Liquor bottle collecting is emerging as one of the top hobbies in the U.S. today. There are a growing number of bottle collecting clubs in every major city. So, why the big draw? It may be an attempt to rediscover our roots or an interest in the days when life seemed simpler and happier. But also, when alcohol and other antique bottles were made by hand, no two were identical. Machines were utilized prior to the 1920’s, but many collectors are not as interested in machine-made bottles. Liquor bottles made by machine were offered for sale after Prohibition. If your liquor bottle bottle is hand made it is most likely made before Prohibition. John Dewar for example introduced the first bottled Scotch, Dewars White Label.
Types of Liquor Bottle Collectors
We are all creatures of habit and it is not uncommon for collectors of liquor bottles to focus on a specific type of bottle for their collections! Many tend to focus on specific shapes or types of alcohol or by brand. Rum, Vodka, Whisley and other various types of liquors came in different shapes and sizes of bottles.
According to the historians, the first glass containers were made in the 17th Century. A craftsman would use a long metal blowpipe and scoop molten glass onto its tip. He would blow into the pipe until the bubble grew in size and formed a general shape.
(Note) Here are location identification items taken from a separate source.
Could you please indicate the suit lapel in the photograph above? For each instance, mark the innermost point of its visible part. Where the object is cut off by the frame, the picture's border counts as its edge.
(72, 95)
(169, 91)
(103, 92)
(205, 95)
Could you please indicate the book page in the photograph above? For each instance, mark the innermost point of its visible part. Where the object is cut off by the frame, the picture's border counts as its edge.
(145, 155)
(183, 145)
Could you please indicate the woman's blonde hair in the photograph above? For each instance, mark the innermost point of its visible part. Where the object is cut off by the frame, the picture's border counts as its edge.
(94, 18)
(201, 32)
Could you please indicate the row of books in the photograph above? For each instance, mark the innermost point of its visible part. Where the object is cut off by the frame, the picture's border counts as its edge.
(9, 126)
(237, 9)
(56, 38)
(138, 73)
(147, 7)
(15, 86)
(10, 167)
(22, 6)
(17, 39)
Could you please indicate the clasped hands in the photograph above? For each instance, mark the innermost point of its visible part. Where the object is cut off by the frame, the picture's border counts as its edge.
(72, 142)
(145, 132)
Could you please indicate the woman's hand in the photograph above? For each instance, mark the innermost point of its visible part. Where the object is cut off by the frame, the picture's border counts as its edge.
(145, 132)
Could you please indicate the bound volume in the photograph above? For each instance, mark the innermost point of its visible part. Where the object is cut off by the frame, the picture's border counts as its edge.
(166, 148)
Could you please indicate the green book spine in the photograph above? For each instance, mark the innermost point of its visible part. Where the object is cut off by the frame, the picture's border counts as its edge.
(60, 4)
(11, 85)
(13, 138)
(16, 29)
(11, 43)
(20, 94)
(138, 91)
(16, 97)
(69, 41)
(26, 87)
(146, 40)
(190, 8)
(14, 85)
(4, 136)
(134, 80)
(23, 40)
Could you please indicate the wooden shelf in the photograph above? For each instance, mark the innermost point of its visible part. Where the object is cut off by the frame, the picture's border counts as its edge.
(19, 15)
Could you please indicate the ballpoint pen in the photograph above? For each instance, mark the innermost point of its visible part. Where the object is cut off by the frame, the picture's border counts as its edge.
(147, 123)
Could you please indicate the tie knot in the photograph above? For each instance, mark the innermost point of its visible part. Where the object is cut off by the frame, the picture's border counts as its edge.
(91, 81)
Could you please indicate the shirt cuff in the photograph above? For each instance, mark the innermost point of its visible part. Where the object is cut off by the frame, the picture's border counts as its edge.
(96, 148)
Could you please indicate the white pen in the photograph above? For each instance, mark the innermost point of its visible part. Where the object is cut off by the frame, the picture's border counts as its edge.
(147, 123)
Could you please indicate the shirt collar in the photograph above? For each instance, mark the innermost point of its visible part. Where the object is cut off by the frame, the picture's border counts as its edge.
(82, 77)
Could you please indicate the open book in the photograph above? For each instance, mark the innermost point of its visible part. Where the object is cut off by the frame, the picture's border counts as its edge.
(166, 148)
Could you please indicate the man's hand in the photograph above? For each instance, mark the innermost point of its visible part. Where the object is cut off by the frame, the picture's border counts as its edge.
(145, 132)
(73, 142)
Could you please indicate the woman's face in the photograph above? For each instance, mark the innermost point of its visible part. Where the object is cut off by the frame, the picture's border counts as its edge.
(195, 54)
Free-blown bottles are rare and can be identified by the absence of seams. Years later, glassblowers began to use molds so the shape was consistent. However, these bottles had seams or mold marks up to the lip of the bottle—so they are easy to identify.
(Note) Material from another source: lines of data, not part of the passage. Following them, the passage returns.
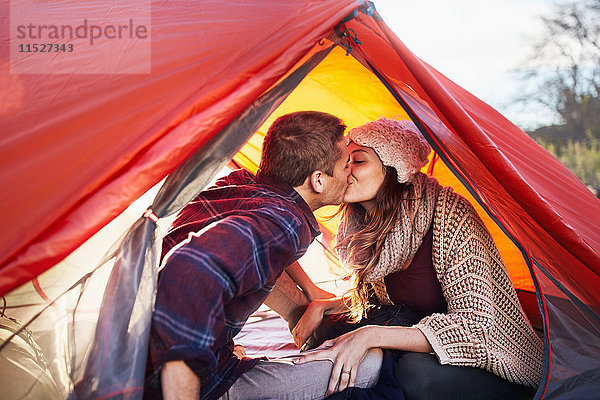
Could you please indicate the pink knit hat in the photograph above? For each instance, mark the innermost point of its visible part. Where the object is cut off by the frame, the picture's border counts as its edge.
(399, 144)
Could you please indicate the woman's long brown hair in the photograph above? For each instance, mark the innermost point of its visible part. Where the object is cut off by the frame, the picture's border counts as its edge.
(364, 234)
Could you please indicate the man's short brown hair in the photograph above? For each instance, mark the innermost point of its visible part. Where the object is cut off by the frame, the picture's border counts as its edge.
(299, 143)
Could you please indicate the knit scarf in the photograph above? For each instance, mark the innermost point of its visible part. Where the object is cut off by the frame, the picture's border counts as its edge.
(405, 238)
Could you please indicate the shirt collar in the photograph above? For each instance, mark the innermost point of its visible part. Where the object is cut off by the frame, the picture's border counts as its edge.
(285, 189)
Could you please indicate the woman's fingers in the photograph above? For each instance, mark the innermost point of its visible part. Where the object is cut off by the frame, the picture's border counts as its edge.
(340, 383)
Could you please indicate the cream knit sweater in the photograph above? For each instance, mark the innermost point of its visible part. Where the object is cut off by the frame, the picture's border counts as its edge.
(485, 326)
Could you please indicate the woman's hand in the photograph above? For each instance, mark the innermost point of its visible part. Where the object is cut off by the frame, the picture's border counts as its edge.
(310, 320)
(346, 352)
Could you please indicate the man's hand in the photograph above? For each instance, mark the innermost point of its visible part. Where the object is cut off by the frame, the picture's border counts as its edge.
(179, 382)
(310, 320)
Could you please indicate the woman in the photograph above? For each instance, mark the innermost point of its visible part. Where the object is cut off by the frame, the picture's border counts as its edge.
(411, 242)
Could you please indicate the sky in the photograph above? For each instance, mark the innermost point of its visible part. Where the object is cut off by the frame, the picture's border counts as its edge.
(476, 43)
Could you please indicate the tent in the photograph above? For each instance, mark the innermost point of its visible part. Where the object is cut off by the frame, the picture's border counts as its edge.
(79, 144)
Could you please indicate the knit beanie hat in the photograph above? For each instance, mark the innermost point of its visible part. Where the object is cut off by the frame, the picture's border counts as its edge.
(399, 144)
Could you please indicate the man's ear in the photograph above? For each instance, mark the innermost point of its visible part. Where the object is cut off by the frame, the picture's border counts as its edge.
(316, 181)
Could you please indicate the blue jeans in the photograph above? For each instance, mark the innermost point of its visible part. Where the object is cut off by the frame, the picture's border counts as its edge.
(422, 377)
(281, 379)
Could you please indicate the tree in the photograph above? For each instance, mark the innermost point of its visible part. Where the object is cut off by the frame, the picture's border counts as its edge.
(563, 74)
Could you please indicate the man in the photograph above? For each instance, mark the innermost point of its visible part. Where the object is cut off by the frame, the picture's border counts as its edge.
(228, 247)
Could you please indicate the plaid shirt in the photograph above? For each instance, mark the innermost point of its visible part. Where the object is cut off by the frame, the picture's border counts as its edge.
(220, 261)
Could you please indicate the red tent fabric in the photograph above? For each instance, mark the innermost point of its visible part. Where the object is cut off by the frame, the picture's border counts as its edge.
(76, 149)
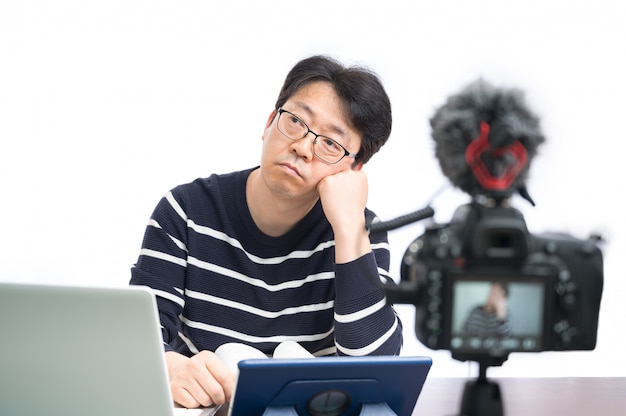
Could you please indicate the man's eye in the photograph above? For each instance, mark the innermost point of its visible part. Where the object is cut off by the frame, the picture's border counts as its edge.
(296, 122)
(330, 144)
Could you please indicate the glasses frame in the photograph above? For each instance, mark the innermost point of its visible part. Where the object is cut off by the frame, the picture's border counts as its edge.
(346, 152)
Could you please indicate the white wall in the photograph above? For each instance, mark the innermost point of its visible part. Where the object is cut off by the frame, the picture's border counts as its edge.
(105, 105)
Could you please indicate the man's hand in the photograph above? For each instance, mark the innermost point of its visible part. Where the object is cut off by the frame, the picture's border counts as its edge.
(200, 381)
(344, 196)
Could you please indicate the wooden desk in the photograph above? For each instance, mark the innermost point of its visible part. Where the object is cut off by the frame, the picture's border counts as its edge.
(532, 396)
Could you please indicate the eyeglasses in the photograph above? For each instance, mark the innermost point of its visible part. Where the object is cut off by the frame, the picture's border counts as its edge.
(327, 149)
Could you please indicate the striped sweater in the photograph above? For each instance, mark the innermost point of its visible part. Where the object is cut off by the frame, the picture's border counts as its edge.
(219, 279)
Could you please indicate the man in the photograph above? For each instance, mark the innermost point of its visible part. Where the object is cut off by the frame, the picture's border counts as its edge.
(281, 251)
(491, 318)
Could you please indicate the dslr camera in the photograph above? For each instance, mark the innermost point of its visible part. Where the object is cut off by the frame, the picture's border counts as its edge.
(483, 286)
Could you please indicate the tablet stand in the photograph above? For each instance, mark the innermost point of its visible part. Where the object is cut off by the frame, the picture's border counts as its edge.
(367, 409)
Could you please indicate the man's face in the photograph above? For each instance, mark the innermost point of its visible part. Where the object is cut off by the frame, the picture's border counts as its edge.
(291, 168)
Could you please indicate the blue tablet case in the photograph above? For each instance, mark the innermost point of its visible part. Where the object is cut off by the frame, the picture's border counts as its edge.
(330, 386)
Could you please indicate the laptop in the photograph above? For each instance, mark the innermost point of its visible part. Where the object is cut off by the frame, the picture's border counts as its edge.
(68, 350)
(82, 351)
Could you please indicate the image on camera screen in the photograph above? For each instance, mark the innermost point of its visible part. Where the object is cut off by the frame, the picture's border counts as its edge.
(491, 315)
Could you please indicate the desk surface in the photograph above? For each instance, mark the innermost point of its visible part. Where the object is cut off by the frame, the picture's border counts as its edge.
(532, 396)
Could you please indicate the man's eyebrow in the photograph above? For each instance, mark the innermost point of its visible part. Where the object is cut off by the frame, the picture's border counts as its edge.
(307, 109)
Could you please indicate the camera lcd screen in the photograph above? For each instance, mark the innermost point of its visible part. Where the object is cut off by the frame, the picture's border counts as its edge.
(491, 315)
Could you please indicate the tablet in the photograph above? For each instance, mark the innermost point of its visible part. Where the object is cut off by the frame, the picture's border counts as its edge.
(329, 386)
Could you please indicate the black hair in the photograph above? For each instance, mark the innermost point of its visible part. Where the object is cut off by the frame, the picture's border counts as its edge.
(365, 102)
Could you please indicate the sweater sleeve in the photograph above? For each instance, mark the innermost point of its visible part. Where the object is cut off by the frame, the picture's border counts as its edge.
(162, 262)
(364, 323)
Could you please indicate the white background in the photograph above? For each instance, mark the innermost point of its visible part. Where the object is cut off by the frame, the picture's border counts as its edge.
(107, 104)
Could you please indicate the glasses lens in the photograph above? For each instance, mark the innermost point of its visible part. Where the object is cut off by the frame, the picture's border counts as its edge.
(291, 126)
(328, 149)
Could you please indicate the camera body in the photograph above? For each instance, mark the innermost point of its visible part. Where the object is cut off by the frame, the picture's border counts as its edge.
(553, 286)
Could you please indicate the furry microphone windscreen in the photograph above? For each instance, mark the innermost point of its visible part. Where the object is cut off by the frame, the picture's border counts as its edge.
(507, 122)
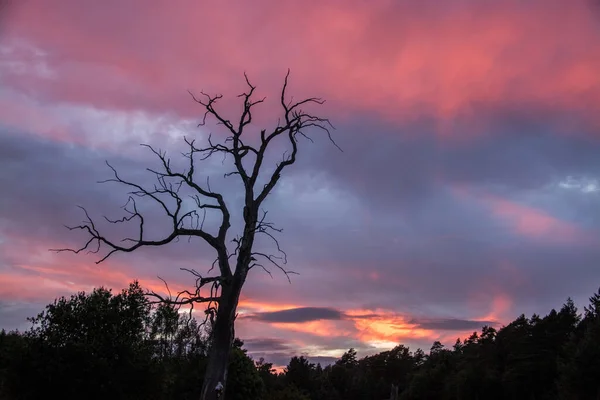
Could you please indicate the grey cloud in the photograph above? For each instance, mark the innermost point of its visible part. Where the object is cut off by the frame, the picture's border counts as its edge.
(302, 314)
(270, 344)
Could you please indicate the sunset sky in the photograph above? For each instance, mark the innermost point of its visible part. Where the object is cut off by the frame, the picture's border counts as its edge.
(467, 192)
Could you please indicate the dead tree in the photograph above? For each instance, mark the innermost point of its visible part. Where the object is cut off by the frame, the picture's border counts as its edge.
(226, 284)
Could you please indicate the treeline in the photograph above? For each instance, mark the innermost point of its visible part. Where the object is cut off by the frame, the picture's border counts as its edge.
(101, 345)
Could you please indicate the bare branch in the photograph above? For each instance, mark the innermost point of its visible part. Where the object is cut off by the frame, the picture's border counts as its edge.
(186, 297)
In the late 1800s, manufacturers attempted to correct the problem of clear glass having a greenish tint—so they added manganese to their glass mixture in order to produce truly clear glass. These bottles can be distinguished because their colors change when exposed to sunlight for long periods of time. UV rays have caused them to color in shades ranging from lilac to amethyst. If you find a bottle with a screw top, it is newer than those that were stopped with corks. Inside screw tops were used before outside screw tops; and a bottle marked to show its capacity was produced later than one without this label.
Where are Old & Antique Bottles Hiding Today?
Serious bottle collectors do their research so they can easily evaluate their finds. There are distinctions in bottles which make them extremely valuable—a single bottle can be worth thousands of dollars (though rare). Valuable bottles usually have distinct characteristics like their colors (i.e. cobalt and cornflower blue), embossed designs, and the shape/markings on the base or the neck of the bottle. These features help determine their origin and time frame. Many bottle collectors are interested in the very early American bottles dating from the 1700’s into the early 1900’s.